В речах, произнесенных перед голосованием, не было упомянуто ни одной из железнодорожных компаний. В них говорилось исключительно об общественном благе. Говорилось о том, что в то время, когда общественному благополучию угрожает недостаток транспорта, железные дороги губят друг друга, прибегая к самой злобной конкуренции, политике поедания собственного собрата. И если железнодорожное сообщение в некоторых регионах оказывалось прерванным, существовали целые крупные области, где две или более железнодорожные компании конкурировали в борьбе за объем перевозок, едва достаточный для одной.

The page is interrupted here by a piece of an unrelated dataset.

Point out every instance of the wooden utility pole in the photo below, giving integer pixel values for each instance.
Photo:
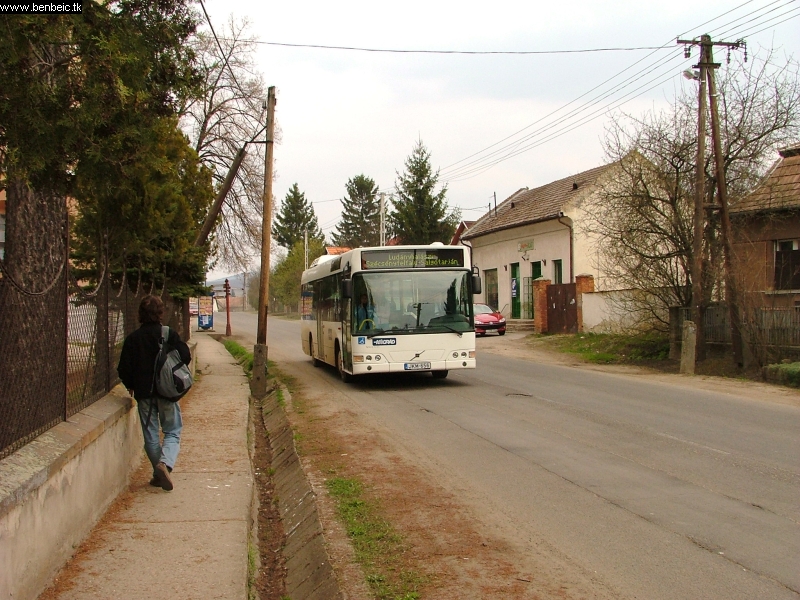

Сказано было, что лишенные в данный момент железнодорожного транспорта регионы предоставляют огромные возможности компаниям, более молодым. И если в настоящий момент регионы эти не сулят никакого дохода, обеспечение транспортом претерпевающего многие трудности населения должно стать основной целью думающей об общественном благе компании, поскольку основной целью существования железной дороги является служба обществу, а не извлечение дохода.
Далее говорилось, что крупные и устоявшиеся железнодорожные сети имеют существенное значение для благосостояния общества, и что крах любой из них станет национальной катастрофой, и что если одной из них пришлось пережить сокрушительный удар при исполнении миссии международной доброй воли, то она нуждается в общественной поддержке, чтобы пережить последствия его.
Названия железных дорог не упоминались. Но когда председатель собрания поднял руку, давая тем самым торжественный сигнал к началу голосования, все посмотрели на Дэна Конвея, президента«Феникс-Дуранго».
Нашлось всего пятеро инакомыслящих, голосовавших против предложенной меры. Тем не менее когда председательствовавший объявил о том, что Правило принято, не было слышно ни приветственных возгласов, ни одобрительного ропота, не было заметно даже движения – в зале воцарилась тяжелая тишина.
Все собравшиеся до последней минуты надеялись на то, что нечто непредвиденное избавит их от нововведения.
Правило против хищнической конкуренции называлось мерой добровольного самоограничения, призванной укреплять законы, давно принятые властями страны. Правило запрещало членам Национального железнодорожного альянса заниматься так называемой разрушительной конкуренцией; в определенных регионах запрещалась деятельность более чем одной железнодорожной компании; в таковых регионах право перевозок принадлежало старейшей компании, а новые пришельцы, нечестным образом пробравшиеся на ее территорию, должны были прекратить там свои перевозки в течение девяти месяцев после получения соответствующего указания. Право определять районы, где будет действовать ограничение конкуренции, предоставлялось исключительно Исполнительному комитету Национального железнодорожного альянса.